Endocrine Abstracts

Radio-active iodine (RAI) therapy is effective in managing hyperthyroidism due to solitary toxic thyroid nodule, in which 90% efficacy is observed. The most common side effects of RAI include hypothyroidism, transient neck pain and dry mouth and eyes. Occasionally, transient worsening of hyperthyroidism or the development of new-onset Graves’ orbitopathy (GO) has been reported in patients with GD after RAI therapy. However, there is scant literature regarding the risk of developing new Graves’ disease following RAI. We report a case of a patient who was treated with RAI for mild hyperthyroidism due to solitary toxic thyroid nodule who developed severe hyperthyroidism and GO. A 38-year-old male patient was incidentally noted to have mild T3 toxicosis due to a solitary toxic thyroid nodule, based on negative TRAb and TPOAb levels and characteristic increased uptake on 99m-technetium scan and corresponding nodule on thyroid ultrasound. He had no family history of thyroid disorder and was a non-smoker. After discussion and obtaining written consent, and as per NICE guidelines, he received treatment with RAI 400MBq. About six weeks after his therapy, he complained of unexplained weight loss, palpitations, frequent stools and eye irritation. He was noted to be clinically and biochemically thyrotoxic (TSH of <0.01, FT4 64 pmol/l, FT3 24.5 pmol/l) with raised TRAb levels of 27.5U/l(reference range <1.8). He had evidence of inflammation in both eyes (clinical activity score or CAS of 1). He was commenced on propranolol, carbimazole, eye-lubricants, selenium and was reviewed regularly in clinic. Over the next few weeks, his thyroid hormones normalised but there was worsening of TRAb levels (72 U/l) and severity of GO (CAS of 4). Due to marked peri-orbital oedema, an urgent MRI of orbits was performed that demonstrated severe oedema and peri-orbital inflammation but no compression of the optic nerves. He was commenced on weekly intravenous methylprednisolone and his thyroid function remains stable on ‘block and replacement doses’ of carbimazole and levothyroxine. The GO is gradually responding to steroid therapy and the CAS score is now ranging between 2-3.

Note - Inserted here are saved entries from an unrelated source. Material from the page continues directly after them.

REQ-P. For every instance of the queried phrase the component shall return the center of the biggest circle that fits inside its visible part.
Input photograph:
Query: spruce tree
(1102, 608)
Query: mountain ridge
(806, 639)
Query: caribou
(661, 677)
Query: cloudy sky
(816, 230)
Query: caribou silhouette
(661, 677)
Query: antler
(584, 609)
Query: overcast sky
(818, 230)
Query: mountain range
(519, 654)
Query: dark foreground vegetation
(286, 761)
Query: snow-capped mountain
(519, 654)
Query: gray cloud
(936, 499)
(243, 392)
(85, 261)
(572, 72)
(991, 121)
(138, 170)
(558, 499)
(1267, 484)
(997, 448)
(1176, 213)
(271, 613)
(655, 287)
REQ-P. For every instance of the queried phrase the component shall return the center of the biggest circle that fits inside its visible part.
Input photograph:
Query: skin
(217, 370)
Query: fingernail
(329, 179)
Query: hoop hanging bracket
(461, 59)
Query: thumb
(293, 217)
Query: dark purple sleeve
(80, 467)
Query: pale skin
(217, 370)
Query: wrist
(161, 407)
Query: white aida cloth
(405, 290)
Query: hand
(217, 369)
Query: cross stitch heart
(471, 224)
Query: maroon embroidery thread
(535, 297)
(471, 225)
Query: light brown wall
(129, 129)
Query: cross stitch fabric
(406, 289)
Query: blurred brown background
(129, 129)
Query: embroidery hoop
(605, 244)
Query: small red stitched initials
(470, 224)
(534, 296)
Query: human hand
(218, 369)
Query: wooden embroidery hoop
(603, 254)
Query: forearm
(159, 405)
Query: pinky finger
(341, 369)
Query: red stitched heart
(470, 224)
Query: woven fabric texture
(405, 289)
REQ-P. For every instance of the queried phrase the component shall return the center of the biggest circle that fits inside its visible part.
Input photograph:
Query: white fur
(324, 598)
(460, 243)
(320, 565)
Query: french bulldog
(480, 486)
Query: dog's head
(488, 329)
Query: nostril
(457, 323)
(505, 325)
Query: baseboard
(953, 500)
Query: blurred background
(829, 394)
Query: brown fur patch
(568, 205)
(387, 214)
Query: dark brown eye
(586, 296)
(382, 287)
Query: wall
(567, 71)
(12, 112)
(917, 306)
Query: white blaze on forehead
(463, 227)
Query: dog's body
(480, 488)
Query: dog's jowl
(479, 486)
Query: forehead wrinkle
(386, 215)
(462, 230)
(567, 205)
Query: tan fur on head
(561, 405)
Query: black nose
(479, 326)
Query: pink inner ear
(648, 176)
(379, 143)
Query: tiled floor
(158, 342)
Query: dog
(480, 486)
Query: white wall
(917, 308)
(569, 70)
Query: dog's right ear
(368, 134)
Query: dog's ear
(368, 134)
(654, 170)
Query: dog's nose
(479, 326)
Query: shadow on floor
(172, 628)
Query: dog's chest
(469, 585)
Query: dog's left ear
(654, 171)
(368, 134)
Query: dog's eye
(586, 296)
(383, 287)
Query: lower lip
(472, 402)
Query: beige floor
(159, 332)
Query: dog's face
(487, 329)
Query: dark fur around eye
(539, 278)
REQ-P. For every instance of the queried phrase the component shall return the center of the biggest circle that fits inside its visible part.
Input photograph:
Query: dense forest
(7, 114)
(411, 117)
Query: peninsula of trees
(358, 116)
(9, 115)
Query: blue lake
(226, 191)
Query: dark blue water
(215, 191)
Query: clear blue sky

Conclusion: There are few reported cases of radioiodine induced de novo Graves’ disease in the literature. This case highlights the dual importance of clinicians being aware of and informing patients that RAI may induce Graves’ disease in a small group of patients. The exact mechanisms of how RAI leads to Graves’ disease are not well elucidated but may involve leakage of thyroid antigenic material following RAI treatment.